Traduction certifiée conforme     

                                     Martine Guay, LL. L.

     T-323-97

E n t r e :

     HAVANA HOUSE CIGAR & TOBACCO MERCHANTS LTD.,

     EMPRESSA CUBANA DEL TABACO, faisant affaire

     sous les raisons sociales de

     CUBATABACO et HABANOS, S.A.,

     demanderesses

     (défenderesses reconventionnelles),

     et

     MORINO NAEINI, OREX COMMUNICATIONS LTD.

     et PACIFIC TOBACCO & CIGARS,

     défendeurs

     (demandeurs reconventionnels).

     MOTIFS DE L'ORDONNANCE

     (prononcés oralement à l'audience le 31 juillet 1997)

LE JUGE REED

         Les demanderesses ne m'ont pas persuadée qu'il y avait lieu en l'espèce de prononcer une injonction interlocutoire. La principale raison pour laquelle j'en arrive à cette conclusion est la faiblesse des éléments de preuve en ce qui concerne l'allégation suivant laquelle les défendeurs ont vendu des cigares cubains contrefaits.

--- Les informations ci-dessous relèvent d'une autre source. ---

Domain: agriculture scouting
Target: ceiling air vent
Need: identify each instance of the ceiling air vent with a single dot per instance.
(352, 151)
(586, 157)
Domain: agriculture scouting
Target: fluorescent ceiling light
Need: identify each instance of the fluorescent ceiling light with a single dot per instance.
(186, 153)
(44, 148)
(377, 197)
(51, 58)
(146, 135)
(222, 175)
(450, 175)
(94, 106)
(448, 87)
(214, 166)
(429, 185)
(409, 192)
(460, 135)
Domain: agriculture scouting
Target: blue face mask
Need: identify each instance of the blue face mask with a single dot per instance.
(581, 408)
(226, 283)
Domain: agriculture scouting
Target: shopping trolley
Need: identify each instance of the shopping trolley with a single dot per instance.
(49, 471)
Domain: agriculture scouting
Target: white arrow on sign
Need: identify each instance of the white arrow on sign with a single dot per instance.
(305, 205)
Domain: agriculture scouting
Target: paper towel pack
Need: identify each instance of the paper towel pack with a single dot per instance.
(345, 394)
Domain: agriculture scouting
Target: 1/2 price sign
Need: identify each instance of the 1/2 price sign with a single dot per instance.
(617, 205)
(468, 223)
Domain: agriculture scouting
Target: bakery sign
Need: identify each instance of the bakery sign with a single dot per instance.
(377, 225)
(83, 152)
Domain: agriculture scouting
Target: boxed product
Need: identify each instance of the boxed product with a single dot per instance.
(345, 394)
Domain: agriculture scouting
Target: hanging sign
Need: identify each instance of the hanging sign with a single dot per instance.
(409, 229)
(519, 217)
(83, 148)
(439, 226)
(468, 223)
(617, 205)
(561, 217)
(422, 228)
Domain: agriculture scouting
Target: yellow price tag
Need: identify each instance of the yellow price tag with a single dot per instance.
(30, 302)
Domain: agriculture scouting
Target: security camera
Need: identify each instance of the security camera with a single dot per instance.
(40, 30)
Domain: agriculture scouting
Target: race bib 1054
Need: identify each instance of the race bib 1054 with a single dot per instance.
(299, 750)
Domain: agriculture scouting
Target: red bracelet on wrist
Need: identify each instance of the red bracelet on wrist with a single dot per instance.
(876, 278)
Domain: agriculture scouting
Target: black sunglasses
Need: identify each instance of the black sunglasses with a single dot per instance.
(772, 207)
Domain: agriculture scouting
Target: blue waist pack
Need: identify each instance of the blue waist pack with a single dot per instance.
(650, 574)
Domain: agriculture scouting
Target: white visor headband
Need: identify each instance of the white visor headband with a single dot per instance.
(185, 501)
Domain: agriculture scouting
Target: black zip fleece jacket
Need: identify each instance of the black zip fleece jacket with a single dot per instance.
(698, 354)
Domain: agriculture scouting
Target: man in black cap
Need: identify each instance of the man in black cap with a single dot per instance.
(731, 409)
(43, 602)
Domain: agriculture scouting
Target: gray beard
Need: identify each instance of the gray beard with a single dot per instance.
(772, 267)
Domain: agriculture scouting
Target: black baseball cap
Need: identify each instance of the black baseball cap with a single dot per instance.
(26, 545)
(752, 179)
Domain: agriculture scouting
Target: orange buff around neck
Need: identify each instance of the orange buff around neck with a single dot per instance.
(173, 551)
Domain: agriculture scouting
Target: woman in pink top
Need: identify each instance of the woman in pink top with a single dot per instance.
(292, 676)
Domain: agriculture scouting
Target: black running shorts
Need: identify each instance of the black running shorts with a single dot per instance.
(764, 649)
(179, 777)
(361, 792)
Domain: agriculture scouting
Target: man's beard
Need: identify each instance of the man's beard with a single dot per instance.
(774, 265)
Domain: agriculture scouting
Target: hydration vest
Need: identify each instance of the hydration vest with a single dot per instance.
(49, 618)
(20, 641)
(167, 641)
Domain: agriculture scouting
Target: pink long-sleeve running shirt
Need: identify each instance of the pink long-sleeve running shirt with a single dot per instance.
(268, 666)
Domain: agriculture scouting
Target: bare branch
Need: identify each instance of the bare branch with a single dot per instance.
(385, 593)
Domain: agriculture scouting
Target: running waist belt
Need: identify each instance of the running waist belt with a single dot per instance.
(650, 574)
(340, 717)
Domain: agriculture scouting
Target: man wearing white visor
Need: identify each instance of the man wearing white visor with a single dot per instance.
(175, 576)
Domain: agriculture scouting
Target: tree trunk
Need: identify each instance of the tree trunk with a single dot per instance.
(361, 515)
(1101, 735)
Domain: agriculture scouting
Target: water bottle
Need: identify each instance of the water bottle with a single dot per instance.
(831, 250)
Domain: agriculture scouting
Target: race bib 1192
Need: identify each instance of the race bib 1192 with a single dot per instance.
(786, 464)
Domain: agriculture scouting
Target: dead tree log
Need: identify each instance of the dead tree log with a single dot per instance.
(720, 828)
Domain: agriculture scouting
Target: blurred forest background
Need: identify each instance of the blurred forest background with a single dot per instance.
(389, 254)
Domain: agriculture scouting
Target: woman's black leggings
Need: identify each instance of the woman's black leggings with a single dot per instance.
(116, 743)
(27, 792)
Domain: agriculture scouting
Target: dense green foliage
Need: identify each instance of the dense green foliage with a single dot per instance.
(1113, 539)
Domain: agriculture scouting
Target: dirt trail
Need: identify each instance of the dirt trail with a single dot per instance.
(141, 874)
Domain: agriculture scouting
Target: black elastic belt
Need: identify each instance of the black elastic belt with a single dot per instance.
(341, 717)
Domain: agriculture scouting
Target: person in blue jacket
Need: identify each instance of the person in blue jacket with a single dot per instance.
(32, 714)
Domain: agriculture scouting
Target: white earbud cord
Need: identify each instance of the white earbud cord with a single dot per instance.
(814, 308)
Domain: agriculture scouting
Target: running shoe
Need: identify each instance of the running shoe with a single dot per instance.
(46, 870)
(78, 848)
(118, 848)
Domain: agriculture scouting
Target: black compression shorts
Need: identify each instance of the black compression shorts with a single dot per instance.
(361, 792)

Cette allégation se rapporte directement à la prétention des demanderesses suivant laquelle elles subiront un préjudice irréparable si l'injonction n'est pas prononcée.

         L'allégation suivant laquelle les défendeurs ont vendu des cigares cubains contrefaits est fondée sur trois cas de présumées ventes de cigares contrefaits. Ainsi que l'avocat des défendeurs l'affirme à juste titre, il n'y a aucun élément de preuve qui permet de conclure à l'existence du premier cas. M. Ortego, le directeur du marketing de la demanderesse Havana House Cigar & Tobacco Merchants Ltd. (Havana House), déclare que le 3 janvier ou vers cette date, un certain M. Jarvis a dit à quelqu'un de la Havana House que les défendeurs vendaient des cigares contrefaits. M. Jarvis a fourni à la Havana House les reçus de vente de certains cigares qu'il affirmait avoir acheté à l'un des défendeurs, la Pacific Tobacco and Cigars, ainsi que les cigares dans les boîtes dans lesquelles ils auraient, selon lui, été vendus.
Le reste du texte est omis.